I heard Susan speak to someone else, and another person got on the other side of me, helped me down the stairs. Tera, I thought. I dimly remember them guiding me through the hectic area in front of the police station, around ambulances and shouting men, around policemen who were trying to get the bystanders to move away. I heard Susan explain to someone that I was drunk.
Finally there was quiet, and then we were moving among cars in a parking lot, cool light gleaming on cool metal shapes, cool rain coming down on my head, my hair. I tilted my face up to feel the rain, and everything swam crazily.

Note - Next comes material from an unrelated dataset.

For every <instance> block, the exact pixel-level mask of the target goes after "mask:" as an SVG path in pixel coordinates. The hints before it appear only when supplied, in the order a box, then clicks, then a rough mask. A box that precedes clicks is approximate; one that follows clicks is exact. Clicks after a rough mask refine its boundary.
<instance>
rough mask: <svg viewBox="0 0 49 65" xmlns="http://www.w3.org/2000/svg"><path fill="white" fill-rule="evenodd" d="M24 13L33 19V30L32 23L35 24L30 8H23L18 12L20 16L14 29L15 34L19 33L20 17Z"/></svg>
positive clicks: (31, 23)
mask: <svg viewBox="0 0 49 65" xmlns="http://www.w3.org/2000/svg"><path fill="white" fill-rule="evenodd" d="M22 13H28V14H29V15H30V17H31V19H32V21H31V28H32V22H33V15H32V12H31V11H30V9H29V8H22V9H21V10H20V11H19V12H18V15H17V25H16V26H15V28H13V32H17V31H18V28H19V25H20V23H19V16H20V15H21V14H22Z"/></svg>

"I've got you, Harry," Susan murmured against my ear. "Just relax. I've got you. Just relax."
And so I did.
Chapter 20
I awoke in a dark place. It was like the inside of a warehouse, or a big, underground garage, all black, with a smooth, even floor, and a pool of bleak, sterile radiance in the middle of it that came from a source I could not see or identify. I felt like hell, and looked down to see myself covered in scratches, bruises, welts, blood, bandages, and ill-fitting clothing. I wore none of my implements or devices, and there was a curious sense of distance between me and the pain of my injuries—I was more than aware of them, but they seemed to be something that was merely noted in passing, and unimportant to my life as a whole.